Along a long road lined with colorful shops of sterling silver earrings, rope bracelets and handmade leather goods, lies a shop with racks of hangers holding airy dresses and 90’s inspired vests. Standing beside a paisley patterned navy shirt is Jamal Chahboun.
Chahboun, owner of a small Chefchaouen shop passed down from his father, speaks about his love for people, his fear to leave home and his usage of seven different languages.
While Chahboun walks to the front of his shop, an intricately patterned pink vest intrigues a young woman. She asks him the price. He asks her where she is from—in perfect English. In Morocco, English is the last language learned—if it is learned at all. Hearing perfect English is peculiar to the usual encounters that I’ve had here. Soon, price negotiations lead to conversation and a friend is made.
“Sometimes the people don’t believe that I learn my languages just talking to people. I did not learn at school, I learn here,” Chahboun says, a nonchalant hand pointing to his shop nestled behind him. Aged face lines decorate his countenance, complementing the stretch of his eyes as he smiles. He stands in the shade underneath his shop awning, though his golden brown face still catches a slight hint of the sun.
Chahboun, who says he’s been speaking languages for 40 years, speaks Arabic, French, English, Spanish, Italian and German, as his main languages, and Portuguese, as his side language. Out of all of the languages he knows, he attributes only one, French, to being learned in school. Arabic is his mother language. The rest was all learned from his little shop. He says that he learned them by his “hope of wondering.”

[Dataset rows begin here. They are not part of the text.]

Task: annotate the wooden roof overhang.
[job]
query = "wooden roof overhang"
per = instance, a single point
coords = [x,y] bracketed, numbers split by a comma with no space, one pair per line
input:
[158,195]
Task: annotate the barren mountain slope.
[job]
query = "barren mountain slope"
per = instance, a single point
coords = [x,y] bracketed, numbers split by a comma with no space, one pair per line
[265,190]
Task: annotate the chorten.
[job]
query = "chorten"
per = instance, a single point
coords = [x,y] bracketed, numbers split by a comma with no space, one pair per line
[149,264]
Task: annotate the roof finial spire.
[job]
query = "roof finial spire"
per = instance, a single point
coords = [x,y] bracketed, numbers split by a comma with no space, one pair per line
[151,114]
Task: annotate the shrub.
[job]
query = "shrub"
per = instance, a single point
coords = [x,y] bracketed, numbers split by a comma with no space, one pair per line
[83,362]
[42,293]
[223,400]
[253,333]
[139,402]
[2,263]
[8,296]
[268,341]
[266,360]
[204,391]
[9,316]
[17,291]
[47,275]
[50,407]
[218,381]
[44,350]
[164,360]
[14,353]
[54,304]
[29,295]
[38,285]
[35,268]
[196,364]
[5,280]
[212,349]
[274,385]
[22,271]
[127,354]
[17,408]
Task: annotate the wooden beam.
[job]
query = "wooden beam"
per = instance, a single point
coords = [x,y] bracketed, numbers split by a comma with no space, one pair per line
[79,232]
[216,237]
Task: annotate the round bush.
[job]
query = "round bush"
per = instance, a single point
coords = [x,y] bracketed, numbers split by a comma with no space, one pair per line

“I did this by myself. Nobody helped me for that. I just try to read magazine and [hear] the music,” he says. “Languages you have to practice them. My friends would show me and correct me if I didn’t say something in the right way. I always meet them in my father’s store.”
With brownish tinted teeth and glassy eyes reflecting his deep thought, he speaks of his friends that he knows in Williamsburg, Brooklyn. He sends them postcards to their housewares store, but he will never visit them, he says. If he does, he says that he may never return.
“I am afraid to leave Morocco and don’t come back. It happened before,” he says, looking into the distance. Though he says that he has left his country before, he explains that he is speaking of the time that he left Chefchaouen to another city within Morocco. He is afraid to leave his family behind.
Chahboun continues to stare into the distance. His eyes hold the memories. He shakes his head.
“I don’t want a repeat.”
However, Chahboun does not have to leave home. He meets the world through his shop and through his shop, he speaks languages of the world. It is his connection to all people.
“I can communicate in Italian because Portuguese is similar to Spanish. Italians can understand you if you speak with Spanish,” he says. “We get it.”
He belts lets out a smoky and contagious laugh in between sentences.
Our conversation stops abruptly. It is time for me to go. But I find it difficult to leave. He has a kind and comforting spirit, like that of a sweet grandfather. Genuine.
I give my salutations.
“You leaving?” he asks, eyes low, voice softening. “It’s nice talking to you. Come back. I’m always here,” he says. “If you have some friends [who] want to come here, welcome. Welcome OK? I hope to see you again.”